“Life is too short to be living somebody else’s dream.”
― Hugh Hefner
Over the last year or so, the Dallas Design District has become one of my favorite destinations – especially for riding my bicycle.
Right off Riverfront, in the heart of the district, appeared a huge steel replica of the Playboy Bunny logo, alongside a black-painted muscle car on a tilted slab of concrete.
On group bike rides there was some snickering and snide snarky sermonizing about these incongruous objects. I, on the other hand, never really gave it much thought – except to get out my camera and take some snaps.
Today, I was surfing around this internet-thing, and stumbled across the story of the Playboy Marfa. The mystery was solved.
Marfa is this strangely cool West Texas town – half old-school West Texas ranchland, a throwback to the old wild west – and half postmodern hip art colony. A mix that doesn’t always agree – but somehow gets along to the betterment of both.

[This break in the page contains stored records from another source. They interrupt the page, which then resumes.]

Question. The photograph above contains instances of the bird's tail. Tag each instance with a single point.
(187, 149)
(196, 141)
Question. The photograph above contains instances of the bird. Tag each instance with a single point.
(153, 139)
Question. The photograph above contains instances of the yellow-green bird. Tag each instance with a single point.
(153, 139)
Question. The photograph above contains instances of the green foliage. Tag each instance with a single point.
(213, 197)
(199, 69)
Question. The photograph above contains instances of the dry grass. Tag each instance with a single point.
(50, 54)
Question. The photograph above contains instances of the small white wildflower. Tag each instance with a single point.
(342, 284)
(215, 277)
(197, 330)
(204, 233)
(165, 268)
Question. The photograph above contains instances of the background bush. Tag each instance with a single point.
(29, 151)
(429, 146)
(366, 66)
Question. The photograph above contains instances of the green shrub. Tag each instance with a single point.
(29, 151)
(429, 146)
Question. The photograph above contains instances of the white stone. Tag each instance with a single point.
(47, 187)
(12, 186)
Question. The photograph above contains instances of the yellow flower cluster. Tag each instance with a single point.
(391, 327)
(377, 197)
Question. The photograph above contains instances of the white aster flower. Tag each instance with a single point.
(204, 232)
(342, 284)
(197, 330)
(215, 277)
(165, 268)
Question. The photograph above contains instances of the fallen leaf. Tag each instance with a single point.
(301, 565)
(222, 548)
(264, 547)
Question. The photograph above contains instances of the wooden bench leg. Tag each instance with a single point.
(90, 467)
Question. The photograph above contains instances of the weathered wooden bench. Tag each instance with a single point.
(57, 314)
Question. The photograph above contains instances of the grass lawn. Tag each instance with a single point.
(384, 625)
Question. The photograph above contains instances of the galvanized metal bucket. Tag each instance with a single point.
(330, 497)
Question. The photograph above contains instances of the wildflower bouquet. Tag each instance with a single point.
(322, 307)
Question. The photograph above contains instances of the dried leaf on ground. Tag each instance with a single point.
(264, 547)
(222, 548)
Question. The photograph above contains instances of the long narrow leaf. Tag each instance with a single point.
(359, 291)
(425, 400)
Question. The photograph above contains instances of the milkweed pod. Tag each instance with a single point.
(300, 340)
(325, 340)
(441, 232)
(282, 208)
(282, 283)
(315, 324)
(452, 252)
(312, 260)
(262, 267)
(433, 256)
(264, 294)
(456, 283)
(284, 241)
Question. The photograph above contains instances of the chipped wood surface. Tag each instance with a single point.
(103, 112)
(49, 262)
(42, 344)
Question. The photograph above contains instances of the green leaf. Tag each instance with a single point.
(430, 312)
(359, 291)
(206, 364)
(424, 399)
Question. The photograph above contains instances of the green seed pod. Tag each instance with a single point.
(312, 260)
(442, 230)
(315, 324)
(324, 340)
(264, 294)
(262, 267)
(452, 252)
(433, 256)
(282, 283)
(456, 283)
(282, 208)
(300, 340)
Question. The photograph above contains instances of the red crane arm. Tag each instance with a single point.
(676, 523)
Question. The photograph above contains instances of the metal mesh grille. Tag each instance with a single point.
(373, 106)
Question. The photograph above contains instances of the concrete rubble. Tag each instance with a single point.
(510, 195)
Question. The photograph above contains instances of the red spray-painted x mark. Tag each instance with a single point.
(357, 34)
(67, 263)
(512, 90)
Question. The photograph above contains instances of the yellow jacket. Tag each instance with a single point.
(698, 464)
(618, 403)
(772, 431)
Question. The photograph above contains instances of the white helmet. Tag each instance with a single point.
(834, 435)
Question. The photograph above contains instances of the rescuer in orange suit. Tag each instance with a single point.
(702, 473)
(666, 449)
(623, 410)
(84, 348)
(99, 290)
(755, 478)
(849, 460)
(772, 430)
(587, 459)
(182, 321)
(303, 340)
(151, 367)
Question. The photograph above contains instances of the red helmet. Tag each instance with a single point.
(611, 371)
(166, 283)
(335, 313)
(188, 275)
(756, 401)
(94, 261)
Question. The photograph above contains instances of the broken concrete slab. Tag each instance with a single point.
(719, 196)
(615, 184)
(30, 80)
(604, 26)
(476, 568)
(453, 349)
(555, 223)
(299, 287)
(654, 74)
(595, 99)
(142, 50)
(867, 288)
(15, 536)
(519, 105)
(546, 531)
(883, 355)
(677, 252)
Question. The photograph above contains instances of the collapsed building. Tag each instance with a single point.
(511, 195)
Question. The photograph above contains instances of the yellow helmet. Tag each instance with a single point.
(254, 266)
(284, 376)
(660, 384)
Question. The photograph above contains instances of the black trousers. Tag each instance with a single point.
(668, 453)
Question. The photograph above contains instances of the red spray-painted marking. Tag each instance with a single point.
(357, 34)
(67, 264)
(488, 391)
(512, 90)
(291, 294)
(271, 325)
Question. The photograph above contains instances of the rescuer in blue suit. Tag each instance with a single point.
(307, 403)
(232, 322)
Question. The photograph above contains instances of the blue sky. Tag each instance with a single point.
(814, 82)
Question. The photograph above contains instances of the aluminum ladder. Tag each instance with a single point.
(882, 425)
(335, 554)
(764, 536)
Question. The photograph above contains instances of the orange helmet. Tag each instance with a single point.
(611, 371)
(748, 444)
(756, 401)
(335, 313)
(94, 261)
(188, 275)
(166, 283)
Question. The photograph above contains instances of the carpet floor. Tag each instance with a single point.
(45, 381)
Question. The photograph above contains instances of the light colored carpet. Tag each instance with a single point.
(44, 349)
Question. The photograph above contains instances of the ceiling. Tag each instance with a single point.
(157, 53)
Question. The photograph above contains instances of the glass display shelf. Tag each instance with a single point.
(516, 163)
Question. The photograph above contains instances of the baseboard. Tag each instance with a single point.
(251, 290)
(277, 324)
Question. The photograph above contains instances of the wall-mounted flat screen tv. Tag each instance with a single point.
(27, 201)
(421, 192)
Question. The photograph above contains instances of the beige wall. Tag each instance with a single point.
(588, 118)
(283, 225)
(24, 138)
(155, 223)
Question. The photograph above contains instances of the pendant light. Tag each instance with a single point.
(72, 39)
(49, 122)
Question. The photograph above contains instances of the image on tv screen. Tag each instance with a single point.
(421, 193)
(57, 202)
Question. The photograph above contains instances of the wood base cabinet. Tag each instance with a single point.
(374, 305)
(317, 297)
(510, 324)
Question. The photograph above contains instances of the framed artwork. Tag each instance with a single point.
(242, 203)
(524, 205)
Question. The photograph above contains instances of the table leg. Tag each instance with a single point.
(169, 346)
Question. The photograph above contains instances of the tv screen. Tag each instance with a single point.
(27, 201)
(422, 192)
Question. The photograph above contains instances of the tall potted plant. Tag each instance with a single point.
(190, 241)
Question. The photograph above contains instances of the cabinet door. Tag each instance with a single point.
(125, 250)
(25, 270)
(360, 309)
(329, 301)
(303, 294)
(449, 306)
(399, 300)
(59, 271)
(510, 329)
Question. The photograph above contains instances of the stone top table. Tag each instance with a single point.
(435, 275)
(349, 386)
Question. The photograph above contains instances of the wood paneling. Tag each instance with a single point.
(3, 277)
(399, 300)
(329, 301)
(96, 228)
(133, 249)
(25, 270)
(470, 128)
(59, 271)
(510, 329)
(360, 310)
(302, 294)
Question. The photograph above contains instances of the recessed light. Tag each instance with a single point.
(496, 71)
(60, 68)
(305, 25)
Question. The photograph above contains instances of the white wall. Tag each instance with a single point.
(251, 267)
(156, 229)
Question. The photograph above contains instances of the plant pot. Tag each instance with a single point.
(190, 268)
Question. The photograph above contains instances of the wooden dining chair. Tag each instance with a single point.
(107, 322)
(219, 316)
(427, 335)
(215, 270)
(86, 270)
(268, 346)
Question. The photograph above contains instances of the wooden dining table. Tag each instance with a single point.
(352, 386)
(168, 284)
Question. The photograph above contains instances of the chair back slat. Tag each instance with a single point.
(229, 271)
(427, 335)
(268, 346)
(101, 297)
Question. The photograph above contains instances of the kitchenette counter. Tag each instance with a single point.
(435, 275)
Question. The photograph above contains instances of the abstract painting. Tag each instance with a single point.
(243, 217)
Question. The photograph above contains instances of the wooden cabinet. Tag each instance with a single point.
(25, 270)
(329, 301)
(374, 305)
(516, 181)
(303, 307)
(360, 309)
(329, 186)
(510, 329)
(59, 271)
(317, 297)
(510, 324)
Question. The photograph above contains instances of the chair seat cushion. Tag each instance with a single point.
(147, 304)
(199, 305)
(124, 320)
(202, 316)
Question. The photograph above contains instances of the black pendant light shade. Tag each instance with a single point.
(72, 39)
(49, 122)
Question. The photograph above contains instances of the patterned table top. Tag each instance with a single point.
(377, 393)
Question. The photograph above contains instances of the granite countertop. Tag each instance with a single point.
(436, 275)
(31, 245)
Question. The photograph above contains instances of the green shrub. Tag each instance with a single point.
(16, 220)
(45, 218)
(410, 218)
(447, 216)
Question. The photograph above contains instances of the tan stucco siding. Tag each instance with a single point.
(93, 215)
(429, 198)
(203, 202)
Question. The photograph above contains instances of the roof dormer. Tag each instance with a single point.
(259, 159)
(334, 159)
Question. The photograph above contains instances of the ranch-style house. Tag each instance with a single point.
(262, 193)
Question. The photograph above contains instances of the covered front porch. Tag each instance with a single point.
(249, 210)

One thing that both groups don’t like at all is crass commercialism.
So when the Playboy Corporation rented some space and erected this faux-artistic giant steel advertisement the locals were appalled. They resented the use of their wilderness artistic tradition for advertisement. Everyone was up in arms, including the Texas Highway Overlords.
It didn’t take long for the site’s permit to get itself yanked – Playboy Marfa had to go. The locals were happy.
But, What is Art?
Luckily, there is Dallas. You see, Dallas doesn’t care about crass commercialism. The crasser, the better. As Dallas updates itself it is careful not to fully abandon its past – its history of tackiness, moneyed kitsch, and big everything. And I like it.
It is embodied in the phrase I’m starting to see – partially in response to the popular “Keep Austin Weird” campaign down I35 a few miles…
“Keep Dallas Pretentious”
…which is interesting on several levels – once you think about it and embrace it.